Segnalibro – Nessuno ritorna a Baghdad
“Tutto è cominciato lì, a Baghdad, all’inizio del Novecento, o forse qualche millennio prima; a Baghdad dove Flora, Ameer e Violette sono rimasti giovanissimi e soli quando Norma, madre inquieta destinata a mutarsi in matriarca senza età, è partita prima di tutti gli altri, per inventarsi una nuova vita oltreoceano”. È Baghdad il luogo da dove il viaggio di Norma, la protagonista del nuovo libro della scrittrice e giornalista Elena Loewenthal, prende il via, e da dove inizieranno a muoversi via via tutti gli altri personaggi: tra New York, Gerusalemme, Madrid, fino all’Islanda, e poi Londra e Teheran. Una vicenda familiare che si incrocia con la storia delle prime persecuzioni degli ebrei negli anni Quaranta, in un arco temporale che dal 1944 giunge fino al 2019, abbozzando un (forse) 2020, un abbandono in incipit a cui si susseguono incontri e scontri tra i figli e la madre, mentre la vita scorre e la geografia del mondo trova spazio tra le pagine del libro attraverso i viaggi e i movimenti delle figure umane che lo compongono.
A presentare Nessuno ritorna a Baghdad (Bompiani, 2019), definito dall’autrice “un’opera di fantasia che attinge ai ricordi e alla generosità di chi racconta”, nei locali della comunità ebraica torinese, sono il presidente Dario Disegni e Livia Momigliano, ex docente della scuola ebraica. A riflettere sul significato del viaggio è Disegni, riprendendo alcuni passaggi tratti dal libro: “Un andare per tornare.
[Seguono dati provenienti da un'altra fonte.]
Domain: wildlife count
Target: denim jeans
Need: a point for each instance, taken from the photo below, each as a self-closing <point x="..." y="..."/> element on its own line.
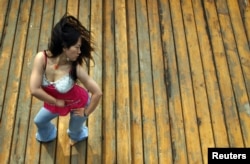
<point x="46" y="131"/>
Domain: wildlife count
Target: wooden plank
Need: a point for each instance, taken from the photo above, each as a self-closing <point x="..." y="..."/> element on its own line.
<point x="7" y="62"/>
<point x="94" y="150"/>
<point x="200" y="95"/>
<point x="214" y="99"/>
<point x="32" y="48"/>
<point x="21" y="118"/>
<point x="147" y="95"/>
<point x="160" y="95"/>
<point x="239" y="71"/>
<point x="122" y="85"/>
<point x="246" y="17"/>
<point x="227" y="96"/>
<point x="179" y="153"/>
<point x="48" y="151"/>
<point x="134" y="79"/>
<point x="187" y="96"/>
<point x="243" y="45"/>
<point x="109" y="93"/>
<point x="4" y="4"/>
<point x="6" y="51"/>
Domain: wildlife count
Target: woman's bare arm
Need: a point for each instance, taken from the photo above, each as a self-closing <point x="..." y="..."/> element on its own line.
<point x="36" y="82"/>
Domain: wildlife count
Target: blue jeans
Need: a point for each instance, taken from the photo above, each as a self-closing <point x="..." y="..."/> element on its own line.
<point x="46" y="131"/>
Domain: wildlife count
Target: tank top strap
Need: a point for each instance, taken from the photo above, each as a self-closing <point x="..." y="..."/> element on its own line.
<point x="45" y="58"/>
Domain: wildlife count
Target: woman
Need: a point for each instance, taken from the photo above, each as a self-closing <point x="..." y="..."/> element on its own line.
<point x="53" y="81"/>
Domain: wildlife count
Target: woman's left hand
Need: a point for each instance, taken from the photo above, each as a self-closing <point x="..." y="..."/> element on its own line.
<point x="79" y="111"/>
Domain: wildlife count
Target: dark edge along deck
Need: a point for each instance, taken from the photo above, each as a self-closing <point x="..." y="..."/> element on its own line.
<point x="175" y="76"/>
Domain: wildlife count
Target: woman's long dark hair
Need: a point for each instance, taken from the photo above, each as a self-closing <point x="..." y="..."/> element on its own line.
<point x="66" y="34"/>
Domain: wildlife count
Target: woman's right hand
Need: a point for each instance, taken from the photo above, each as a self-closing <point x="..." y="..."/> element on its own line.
<point x="60" y="103"/>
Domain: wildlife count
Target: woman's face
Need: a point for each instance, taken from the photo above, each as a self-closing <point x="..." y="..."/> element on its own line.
<point x="73" y="51"/>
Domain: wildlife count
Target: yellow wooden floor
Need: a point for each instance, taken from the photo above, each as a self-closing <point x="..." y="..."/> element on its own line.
<point x="175" y="76"/>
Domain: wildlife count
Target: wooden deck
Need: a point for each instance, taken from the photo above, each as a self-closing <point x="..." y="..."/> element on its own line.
<point x="175" y="76"/>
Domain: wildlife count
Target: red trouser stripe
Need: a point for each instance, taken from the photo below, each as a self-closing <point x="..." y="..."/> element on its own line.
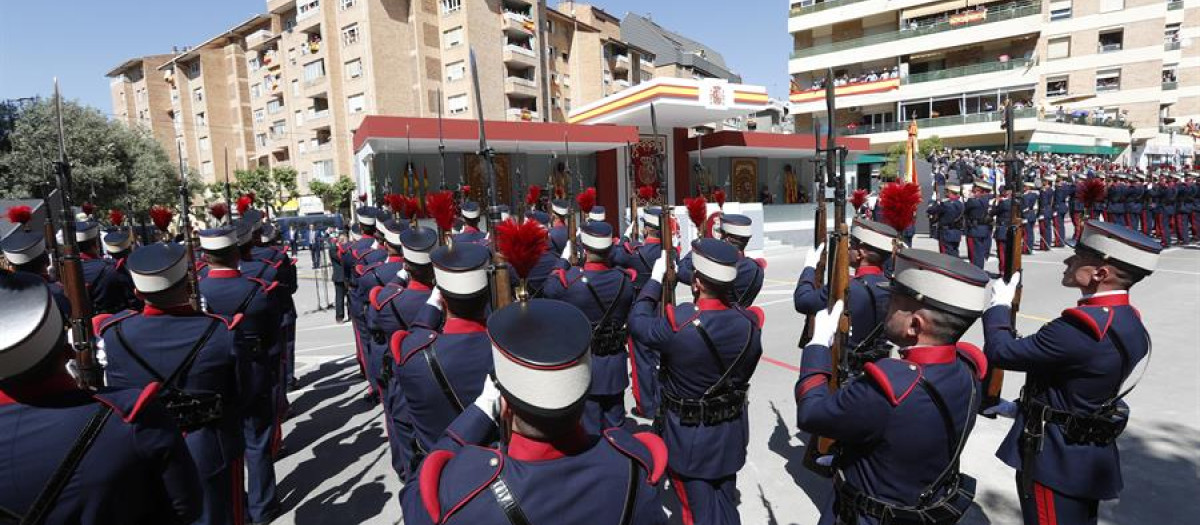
<point x="684" y="506"/>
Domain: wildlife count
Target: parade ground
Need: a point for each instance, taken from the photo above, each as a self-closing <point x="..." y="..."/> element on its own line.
<point x="337" y="470"/>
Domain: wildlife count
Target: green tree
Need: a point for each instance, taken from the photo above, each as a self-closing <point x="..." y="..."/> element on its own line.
<point x="113" y="166"/>
<point x="335" y="197"/>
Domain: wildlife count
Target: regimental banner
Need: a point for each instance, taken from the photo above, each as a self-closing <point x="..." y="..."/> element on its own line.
<point x="865" y="88"/>
<point x="969" y="17"/>
<point x="745" y="180"/>
<point x="645" y="162"/>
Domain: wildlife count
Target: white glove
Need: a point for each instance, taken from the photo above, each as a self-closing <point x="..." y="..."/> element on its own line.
<point x="489" y="400"/>
<point x="659" y="270"/>
<point x="435" y="299"/>
<point x="825" y="325"/>
<point x="1000" y="293"/>
<point x="1003" y="409"/>
<point x="814" y="257"/>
Un partire per trovare. Tenere fra i denti un carta d’imbarco […] Lanciare una valigia sul treno sapendo prima di salire che per un infinitesimo di secondo verrà lo sgomento della separazione […] Viaggiare è soltanto fare provvista di ricordi, avere fame di nostalgia”.
Al macro-tema del viaggio si legano inevitabilmente altri temi, come la nostalgia, la diaspora, la vecchiaia, sottolinea Livia Momigliano. Una nostalgia “[…] Che non è desiderio di ritorno ma certezza che non tornerai”. Nostalgia di Baghdad che si fa profumo: “[…] Come il profumo dei gelsomini in fiore nell’aria: ti apre i polmoni e vorresti sentirlo per sempre, ma non fai in tempo a respirare che è già passato, come se non fosse mai esistito”. Ma bisogna abbandonare la nostalgia, imparando a “Guardare avanti e mai indietro”. È poi il tema della diaspora che fa capolino tra la narrazione delle vicende dei personaggi e le riflessioni dell’autrice che rendono la trama più simile alle tessere di un mosaico, dove le diverse componenti si affiancano e danno armonia all’insieme: “Siamo fatti così Violette. Noi ebrei arabi che veniamo da Baghdad […] Noi non siamo come gli altri, ebrei e no. Noi sappiamo che non si torna da dove si è venuti. Come Abramo, quando Dio gli dice: lekhl lekha, su, vai! Vattene lontano da qui, da questa tua e nostra terra […] Un piede davanti all’altro, cammina”.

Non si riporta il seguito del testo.